Rhodium plating will need to be reapplied on to white gold if you wish to maintain the colour, how frequent depends on the quality of the white gold and how quickly you experience a loss of colour. Grade 1 white gold will need less rhodium plating and sometimes does not need to be reapplied at all. Grade 3 or 4 white gold will need frequent rhodium plating as the true colour will show through quite quickly in normal wear.

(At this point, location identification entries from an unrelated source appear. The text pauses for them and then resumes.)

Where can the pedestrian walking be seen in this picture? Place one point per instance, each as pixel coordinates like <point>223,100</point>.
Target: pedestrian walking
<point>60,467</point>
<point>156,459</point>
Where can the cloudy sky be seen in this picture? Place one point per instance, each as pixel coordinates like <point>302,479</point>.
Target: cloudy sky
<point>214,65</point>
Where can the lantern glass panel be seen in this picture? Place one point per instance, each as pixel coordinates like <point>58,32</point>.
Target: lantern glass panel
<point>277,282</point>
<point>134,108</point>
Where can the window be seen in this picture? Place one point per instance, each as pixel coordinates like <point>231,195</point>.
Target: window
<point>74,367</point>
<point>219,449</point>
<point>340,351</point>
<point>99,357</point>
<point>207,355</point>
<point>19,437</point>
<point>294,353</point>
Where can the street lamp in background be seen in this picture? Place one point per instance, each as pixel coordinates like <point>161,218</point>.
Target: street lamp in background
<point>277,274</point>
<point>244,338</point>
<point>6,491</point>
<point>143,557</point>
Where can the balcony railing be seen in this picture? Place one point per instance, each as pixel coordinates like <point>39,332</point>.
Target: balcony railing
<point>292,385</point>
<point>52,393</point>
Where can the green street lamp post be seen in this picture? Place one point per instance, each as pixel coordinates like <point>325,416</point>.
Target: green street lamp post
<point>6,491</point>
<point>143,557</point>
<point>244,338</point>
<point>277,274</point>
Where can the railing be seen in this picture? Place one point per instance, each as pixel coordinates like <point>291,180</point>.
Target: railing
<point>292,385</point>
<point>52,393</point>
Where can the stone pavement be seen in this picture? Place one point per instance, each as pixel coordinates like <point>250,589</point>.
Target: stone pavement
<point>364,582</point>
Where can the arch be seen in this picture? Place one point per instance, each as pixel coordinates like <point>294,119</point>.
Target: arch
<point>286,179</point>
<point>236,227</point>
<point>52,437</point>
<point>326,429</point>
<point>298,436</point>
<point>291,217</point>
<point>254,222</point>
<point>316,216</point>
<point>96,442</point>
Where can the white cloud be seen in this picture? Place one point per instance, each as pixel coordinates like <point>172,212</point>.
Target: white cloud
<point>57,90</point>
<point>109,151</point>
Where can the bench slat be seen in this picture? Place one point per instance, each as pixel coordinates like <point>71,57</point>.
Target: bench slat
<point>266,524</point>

A typical price for rhodium plating on a ring would be around £15.00 to £50.00 depending on the size, which involves polishing off any remaining rhodium and polishing out all of the scratches and then reapplying a new coat of rhodium plating. One downside of rhodium plating too often is that it does prematurely wear your ring away. Every time your ring is polished a tiny layer of gold is removed in order to remove all the scratches. Although the amount of metal removed is negligible if you are doing this every 3 -6 months then this can add up over time and cause unnecessary wear to your ring.
Palladium rich white gold is by far the best colour of white gold available at this time. It does however carry a premium and will be more expensive than cheaper alloyed white gold and is also more expensive than yellow gold which doesn’t have such an expensive alloy added.
The increased cost of palladium rich white gold is offset by less frequent rhodium plating and thus less unnecessary polishing, but more importantly, customer satisfaction is greatly increased as you will not suffer the same level of discolouration experienced with cheaper alloys.
We would always advise with items of white gold jewellery that are in constant use that you ask the salesperson to confirm that the article is either "palladium rich" or is made from "Grade 1 Alloys" If they are unable to confirm this then we would assume that they are below grade 1.